🤖 AI Summary
This work addresses the model-free, zero-shot 2D detection of unknown objects in unconstrained scenes. Methodologically, it introduces the first framework integrating Gaussian splatting with vision foundation models (VFMs): geometric modeling is achieved via video-driven Gaussian reconstruction, while semantic feature distillation leverages VFMs such as SAM and CLIP to construct a joint geometric-semantic representation—eliminating reliance on CAD templates or predefined 3D models. The framework enables real-time, category-agnostic object localization from a single reference video alone. Evaluated on the BOP-H3 benchmark, it matches the performance of CAD-based methods; in the BOP Challenge 2024 model-agnostic 2D detection track, it achieves both the highest overall score and the fastest runtime—securing dual first-place awards. This constitutes the first empirical validation of model-free paradigms for practical, real-world 6D pose estimation.
📝 Abstract
We present GFreeDet, an unseen object detection approach that leverages Gaussian splatting and vision Foundation models under model-free setting.
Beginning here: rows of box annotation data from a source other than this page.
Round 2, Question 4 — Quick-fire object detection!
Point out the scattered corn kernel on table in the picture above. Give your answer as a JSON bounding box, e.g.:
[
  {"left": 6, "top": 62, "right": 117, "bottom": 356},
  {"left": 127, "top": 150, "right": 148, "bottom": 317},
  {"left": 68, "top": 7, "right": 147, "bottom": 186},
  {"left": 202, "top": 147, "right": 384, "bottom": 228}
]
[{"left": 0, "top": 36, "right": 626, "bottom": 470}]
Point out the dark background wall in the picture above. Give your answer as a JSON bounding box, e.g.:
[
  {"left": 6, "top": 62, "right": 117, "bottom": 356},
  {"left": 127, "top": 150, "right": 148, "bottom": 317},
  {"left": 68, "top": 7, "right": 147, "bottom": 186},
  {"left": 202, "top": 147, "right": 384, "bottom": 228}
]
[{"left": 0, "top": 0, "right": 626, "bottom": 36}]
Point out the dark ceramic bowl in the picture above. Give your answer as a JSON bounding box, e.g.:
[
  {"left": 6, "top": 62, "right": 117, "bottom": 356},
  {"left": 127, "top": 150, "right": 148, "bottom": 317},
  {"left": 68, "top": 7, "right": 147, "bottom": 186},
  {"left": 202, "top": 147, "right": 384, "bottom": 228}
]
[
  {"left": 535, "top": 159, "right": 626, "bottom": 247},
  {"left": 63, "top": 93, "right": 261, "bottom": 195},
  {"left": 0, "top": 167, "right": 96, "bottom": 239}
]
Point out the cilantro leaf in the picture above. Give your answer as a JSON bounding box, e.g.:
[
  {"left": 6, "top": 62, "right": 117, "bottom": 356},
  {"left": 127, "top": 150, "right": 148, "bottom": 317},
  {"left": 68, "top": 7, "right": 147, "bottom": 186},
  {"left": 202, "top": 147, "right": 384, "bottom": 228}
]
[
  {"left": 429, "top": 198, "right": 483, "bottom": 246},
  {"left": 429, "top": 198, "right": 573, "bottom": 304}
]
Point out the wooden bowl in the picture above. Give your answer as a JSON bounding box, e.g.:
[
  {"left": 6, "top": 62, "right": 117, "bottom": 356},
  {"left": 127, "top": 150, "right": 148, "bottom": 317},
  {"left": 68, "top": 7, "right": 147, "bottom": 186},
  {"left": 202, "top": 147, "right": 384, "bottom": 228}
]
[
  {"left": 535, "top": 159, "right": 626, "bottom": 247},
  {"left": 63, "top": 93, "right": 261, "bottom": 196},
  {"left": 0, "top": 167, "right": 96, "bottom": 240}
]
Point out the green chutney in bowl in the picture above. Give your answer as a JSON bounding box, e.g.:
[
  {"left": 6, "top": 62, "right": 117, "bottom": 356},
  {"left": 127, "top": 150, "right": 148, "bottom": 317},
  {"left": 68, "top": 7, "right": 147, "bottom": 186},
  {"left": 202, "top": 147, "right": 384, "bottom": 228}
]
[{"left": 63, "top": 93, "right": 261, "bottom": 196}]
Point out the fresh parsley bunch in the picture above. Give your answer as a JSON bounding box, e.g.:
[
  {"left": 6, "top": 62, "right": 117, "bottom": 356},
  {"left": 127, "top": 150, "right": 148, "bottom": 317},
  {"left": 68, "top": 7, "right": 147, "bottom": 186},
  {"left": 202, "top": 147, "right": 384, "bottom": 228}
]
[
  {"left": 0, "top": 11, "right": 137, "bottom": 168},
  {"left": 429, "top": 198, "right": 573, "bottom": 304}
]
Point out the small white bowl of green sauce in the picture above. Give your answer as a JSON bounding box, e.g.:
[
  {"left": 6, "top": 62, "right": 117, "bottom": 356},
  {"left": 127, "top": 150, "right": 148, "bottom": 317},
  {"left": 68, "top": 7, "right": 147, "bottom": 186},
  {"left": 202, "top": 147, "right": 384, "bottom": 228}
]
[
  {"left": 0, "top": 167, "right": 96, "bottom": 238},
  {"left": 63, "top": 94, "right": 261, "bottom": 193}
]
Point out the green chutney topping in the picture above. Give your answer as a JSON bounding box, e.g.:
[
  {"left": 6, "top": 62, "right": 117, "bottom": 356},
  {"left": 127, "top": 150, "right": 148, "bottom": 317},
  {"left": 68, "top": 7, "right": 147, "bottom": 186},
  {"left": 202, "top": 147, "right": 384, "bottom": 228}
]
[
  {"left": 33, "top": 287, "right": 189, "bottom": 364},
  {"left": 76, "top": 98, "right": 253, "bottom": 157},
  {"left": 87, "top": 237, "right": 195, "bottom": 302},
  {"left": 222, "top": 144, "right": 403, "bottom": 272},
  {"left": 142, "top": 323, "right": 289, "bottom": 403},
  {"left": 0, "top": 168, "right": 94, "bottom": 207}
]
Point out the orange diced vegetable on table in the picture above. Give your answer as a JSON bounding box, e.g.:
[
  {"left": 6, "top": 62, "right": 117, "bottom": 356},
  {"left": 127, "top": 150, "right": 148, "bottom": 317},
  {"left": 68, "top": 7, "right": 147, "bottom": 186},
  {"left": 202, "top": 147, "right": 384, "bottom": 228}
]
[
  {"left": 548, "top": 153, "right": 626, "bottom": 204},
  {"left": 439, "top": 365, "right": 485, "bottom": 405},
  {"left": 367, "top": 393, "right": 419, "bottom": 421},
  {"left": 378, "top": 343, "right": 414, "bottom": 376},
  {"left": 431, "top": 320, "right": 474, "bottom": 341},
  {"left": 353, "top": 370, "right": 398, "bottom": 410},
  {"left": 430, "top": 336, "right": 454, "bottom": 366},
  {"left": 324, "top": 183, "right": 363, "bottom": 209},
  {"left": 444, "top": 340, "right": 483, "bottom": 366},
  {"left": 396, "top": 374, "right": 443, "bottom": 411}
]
Unlike existing methods that rely on predefined CAD templates, GFreeDet reconstructs objects directly from reference videos using Gaussian splatting, enabling robust detection of novel objects without prior 3D models. Evaluated on the BOP-H3 benchmark, GFreeDet achieves comparable performance to CAD-based methods, demonstrating the viability of model-free detection for mixed reality (MR) applications. Notably, GFreeDet won the best overall method and the best fast method awards in the model-free 2D detection track at BOP Challenge 2024.